Mais je reviens pour terminer ce petit billet à la dimension sanitaire, dont Olivier Rey montre quelle place elle a prise dans notre société, au point d’être évoquée par les autorités à tous propos et comme point final de toute discussion. La vie est devenue sacrée, mais comprenons-nous bien : il ne s’agit pas de toute vie, en particulier de la vie réelle des plus faibles, mais de la vie sous sa seule dimension sanitaire. Le constat de l’auteur est amer :

« Les opposants à telle ou telle industrie parviennent à obtenir gain de cause parce qu’ils ont réussi à montrer, après des décennies de lutte, son caractère nocif sur la santé humaine. Mais au fond, une telle victoire conforte davantage la dynamique générale qu’elle ne la remet en cause, en confinant la dispute aux considérations sanitaires » (p. 26)

Et je cite encore un dernier propos, en guise de conclusion d’un ouvrage passionnant, fourmillant d’interrogations opportunes :

« En tant qu’il commande un respect absolu, le sacré se trouvait anciennement placée au-dessus de la vie. C’est pourquoi il pouvait, le cas échéant, réclamer le sacrifice de celle-ci. Comment la vie en est-elle venue à prendre elle-même la place du sacré ? » (p. 31)

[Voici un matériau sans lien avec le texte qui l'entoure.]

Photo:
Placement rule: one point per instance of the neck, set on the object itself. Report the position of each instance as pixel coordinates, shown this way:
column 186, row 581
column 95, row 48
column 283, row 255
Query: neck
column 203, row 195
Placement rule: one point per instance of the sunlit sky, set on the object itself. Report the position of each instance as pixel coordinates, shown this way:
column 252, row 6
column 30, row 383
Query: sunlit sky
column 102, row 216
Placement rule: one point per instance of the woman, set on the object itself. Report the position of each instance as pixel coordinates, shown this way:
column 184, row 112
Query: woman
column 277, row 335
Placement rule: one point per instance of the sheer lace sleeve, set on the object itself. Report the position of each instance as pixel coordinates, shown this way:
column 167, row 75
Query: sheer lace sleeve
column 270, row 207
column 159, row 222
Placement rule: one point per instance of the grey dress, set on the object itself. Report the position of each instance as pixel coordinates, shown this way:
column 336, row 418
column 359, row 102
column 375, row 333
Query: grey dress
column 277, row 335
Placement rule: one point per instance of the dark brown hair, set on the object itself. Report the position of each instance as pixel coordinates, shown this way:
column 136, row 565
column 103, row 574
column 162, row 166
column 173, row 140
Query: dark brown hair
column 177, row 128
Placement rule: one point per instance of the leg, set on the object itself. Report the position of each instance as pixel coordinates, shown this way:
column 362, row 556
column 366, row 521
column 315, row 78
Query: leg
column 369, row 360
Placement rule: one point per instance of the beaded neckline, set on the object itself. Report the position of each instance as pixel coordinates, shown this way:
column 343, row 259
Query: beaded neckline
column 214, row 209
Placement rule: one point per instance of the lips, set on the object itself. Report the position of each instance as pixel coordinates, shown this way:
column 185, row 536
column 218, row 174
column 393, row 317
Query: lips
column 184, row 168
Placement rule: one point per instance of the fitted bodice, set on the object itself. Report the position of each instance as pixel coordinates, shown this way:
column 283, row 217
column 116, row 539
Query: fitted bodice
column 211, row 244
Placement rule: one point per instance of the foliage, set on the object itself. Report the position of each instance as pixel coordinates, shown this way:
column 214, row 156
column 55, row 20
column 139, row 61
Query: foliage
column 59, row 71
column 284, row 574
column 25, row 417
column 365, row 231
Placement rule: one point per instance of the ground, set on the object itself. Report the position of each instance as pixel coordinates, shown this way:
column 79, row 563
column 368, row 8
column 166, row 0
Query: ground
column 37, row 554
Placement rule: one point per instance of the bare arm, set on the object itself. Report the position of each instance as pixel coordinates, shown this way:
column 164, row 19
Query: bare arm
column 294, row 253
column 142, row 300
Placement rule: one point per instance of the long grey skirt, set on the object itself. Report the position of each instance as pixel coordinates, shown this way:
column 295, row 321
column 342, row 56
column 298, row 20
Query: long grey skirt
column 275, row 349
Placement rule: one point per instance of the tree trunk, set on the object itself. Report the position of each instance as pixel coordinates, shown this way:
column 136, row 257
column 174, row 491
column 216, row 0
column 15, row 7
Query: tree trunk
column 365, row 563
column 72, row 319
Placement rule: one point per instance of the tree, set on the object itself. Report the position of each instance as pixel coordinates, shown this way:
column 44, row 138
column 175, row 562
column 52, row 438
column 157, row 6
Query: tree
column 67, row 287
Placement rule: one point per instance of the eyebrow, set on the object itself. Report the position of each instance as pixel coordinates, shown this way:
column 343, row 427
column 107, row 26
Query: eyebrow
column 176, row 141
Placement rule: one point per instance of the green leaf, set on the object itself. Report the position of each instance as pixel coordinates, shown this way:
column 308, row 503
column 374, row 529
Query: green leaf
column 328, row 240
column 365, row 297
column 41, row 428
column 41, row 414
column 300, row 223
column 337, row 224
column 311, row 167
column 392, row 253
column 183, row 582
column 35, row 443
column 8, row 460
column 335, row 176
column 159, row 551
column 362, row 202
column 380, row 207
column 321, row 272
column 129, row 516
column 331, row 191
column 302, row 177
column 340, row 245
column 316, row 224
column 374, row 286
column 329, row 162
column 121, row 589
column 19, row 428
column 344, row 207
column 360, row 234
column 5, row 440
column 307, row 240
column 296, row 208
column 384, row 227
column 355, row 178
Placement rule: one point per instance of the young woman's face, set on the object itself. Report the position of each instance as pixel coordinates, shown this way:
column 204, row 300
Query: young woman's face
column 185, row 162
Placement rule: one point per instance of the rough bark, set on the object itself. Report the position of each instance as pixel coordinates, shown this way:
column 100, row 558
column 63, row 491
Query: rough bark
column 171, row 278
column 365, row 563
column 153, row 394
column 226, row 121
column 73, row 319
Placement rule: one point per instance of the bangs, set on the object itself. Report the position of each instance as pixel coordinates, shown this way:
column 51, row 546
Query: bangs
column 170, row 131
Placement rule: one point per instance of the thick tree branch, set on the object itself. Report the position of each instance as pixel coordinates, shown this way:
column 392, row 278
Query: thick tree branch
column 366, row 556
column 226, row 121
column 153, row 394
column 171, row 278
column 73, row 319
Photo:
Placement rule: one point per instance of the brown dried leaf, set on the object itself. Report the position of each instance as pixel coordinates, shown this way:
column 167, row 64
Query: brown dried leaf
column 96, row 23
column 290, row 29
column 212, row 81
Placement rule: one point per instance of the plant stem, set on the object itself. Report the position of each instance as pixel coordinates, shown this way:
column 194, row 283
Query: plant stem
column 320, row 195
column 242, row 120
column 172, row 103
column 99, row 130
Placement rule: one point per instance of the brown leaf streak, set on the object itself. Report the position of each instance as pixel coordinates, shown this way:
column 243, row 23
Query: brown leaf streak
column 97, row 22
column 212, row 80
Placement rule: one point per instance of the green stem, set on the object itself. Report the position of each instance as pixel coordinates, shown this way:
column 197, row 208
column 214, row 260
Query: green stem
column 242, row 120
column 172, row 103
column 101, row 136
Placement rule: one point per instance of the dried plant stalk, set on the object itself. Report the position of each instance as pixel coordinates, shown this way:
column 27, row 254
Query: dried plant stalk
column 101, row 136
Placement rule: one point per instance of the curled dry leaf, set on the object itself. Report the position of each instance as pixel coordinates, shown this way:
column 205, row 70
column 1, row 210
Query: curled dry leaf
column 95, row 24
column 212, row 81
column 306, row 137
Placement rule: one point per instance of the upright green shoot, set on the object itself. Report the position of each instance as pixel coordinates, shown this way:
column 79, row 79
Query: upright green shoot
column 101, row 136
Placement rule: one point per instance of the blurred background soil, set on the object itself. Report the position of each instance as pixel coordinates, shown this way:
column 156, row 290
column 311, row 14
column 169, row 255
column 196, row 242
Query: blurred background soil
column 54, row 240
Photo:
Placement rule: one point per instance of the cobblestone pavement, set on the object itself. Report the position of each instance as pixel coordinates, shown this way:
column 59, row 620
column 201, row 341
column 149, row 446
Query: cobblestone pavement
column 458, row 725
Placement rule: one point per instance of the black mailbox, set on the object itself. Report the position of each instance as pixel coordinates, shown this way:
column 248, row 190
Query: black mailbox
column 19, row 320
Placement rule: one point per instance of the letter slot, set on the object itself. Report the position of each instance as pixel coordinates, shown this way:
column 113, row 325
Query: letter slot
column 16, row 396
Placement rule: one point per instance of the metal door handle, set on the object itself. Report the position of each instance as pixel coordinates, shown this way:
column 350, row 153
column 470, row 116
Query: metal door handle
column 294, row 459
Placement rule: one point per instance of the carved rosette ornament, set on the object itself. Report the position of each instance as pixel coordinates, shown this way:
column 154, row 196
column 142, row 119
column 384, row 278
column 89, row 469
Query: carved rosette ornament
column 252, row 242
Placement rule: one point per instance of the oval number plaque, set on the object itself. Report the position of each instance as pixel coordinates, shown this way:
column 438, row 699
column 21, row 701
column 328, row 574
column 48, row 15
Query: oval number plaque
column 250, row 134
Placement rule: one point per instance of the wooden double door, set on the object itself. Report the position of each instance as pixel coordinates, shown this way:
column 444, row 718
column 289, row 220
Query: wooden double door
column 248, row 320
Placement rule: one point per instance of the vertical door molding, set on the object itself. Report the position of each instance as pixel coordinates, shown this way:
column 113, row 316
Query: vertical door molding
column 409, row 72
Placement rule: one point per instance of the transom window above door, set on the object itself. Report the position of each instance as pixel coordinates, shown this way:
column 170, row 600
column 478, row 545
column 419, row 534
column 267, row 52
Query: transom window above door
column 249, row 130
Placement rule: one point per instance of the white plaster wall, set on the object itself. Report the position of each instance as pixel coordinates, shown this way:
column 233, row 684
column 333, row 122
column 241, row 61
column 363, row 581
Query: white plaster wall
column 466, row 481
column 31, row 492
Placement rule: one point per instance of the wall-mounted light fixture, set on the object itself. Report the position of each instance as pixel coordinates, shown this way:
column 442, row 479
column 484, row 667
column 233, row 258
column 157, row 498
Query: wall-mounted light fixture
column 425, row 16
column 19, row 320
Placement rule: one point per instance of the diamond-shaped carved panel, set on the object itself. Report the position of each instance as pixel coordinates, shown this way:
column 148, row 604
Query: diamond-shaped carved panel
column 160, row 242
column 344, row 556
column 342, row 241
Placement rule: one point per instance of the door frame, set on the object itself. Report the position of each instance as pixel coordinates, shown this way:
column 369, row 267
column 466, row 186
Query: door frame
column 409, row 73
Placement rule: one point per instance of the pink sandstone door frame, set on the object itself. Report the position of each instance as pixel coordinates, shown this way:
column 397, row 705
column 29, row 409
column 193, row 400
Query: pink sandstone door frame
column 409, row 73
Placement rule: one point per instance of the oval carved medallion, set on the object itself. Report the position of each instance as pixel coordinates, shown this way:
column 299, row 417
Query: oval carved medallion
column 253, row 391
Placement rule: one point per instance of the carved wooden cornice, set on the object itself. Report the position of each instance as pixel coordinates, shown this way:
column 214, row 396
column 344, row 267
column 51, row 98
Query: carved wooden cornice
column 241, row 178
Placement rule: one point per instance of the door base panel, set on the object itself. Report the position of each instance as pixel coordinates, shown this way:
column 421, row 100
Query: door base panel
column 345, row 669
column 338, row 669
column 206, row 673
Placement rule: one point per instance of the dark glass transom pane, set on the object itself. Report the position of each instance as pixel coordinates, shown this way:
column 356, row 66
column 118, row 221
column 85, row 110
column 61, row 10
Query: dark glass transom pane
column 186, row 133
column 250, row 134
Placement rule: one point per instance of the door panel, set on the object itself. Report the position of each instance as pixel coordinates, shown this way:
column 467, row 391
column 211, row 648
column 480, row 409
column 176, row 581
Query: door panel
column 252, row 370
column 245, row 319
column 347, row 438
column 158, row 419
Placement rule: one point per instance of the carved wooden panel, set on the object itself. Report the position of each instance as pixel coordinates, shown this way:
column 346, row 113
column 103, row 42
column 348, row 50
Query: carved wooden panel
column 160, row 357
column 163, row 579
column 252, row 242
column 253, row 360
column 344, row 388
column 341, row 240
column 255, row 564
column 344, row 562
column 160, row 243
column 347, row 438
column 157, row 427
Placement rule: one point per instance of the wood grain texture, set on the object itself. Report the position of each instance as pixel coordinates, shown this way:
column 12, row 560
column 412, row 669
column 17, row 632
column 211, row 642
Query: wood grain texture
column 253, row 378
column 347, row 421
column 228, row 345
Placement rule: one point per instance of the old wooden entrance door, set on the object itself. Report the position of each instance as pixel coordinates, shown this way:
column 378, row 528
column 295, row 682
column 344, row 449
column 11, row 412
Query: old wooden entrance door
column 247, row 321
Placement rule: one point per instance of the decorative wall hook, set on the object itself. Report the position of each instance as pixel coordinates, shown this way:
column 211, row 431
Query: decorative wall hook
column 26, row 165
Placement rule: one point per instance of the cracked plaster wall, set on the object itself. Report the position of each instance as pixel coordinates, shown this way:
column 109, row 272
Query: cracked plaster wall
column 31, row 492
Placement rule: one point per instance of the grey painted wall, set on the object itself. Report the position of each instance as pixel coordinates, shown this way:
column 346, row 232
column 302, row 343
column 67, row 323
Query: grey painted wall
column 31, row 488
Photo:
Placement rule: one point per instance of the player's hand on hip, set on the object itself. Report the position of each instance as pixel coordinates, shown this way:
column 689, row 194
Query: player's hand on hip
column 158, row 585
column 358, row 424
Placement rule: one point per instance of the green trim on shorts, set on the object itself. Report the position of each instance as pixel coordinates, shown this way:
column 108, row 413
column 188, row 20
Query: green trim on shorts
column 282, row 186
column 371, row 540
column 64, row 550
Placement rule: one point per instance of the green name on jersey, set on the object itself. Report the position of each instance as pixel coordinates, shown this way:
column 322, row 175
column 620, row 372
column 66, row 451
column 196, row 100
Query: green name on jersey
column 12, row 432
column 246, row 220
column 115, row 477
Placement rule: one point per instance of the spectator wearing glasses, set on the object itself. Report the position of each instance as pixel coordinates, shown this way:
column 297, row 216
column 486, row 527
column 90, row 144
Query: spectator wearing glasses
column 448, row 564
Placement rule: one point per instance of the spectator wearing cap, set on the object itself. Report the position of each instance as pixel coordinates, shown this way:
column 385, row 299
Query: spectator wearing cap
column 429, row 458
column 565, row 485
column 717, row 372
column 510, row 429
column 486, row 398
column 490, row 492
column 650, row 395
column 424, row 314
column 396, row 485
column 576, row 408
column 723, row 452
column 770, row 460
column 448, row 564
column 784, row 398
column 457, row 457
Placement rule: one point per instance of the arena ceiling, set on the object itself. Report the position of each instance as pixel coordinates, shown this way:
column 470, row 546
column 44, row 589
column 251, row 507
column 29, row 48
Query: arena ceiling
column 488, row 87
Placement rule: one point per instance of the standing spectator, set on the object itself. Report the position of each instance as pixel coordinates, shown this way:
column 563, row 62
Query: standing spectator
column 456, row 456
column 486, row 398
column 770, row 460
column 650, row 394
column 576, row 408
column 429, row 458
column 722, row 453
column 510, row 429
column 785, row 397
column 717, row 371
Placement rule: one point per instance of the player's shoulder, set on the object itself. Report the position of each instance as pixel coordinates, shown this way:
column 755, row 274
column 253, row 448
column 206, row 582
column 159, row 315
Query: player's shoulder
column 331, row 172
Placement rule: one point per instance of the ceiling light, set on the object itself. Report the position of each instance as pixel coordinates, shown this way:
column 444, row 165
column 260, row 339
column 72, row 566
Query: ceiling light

Une réponse à “La vie a-t-elle pris la place du sacré?”

  1. Merci ! à lire en effet. Je verrai s’il est fait écho dans cet ouvrage du sentiment que ce n’est pas toute la vie, jusque dans son mystère, qui est – effectivement et c’est bien vu – placée au-dessus du sacré, mais plutôt celle de l’agent économique, producteur et consommateur.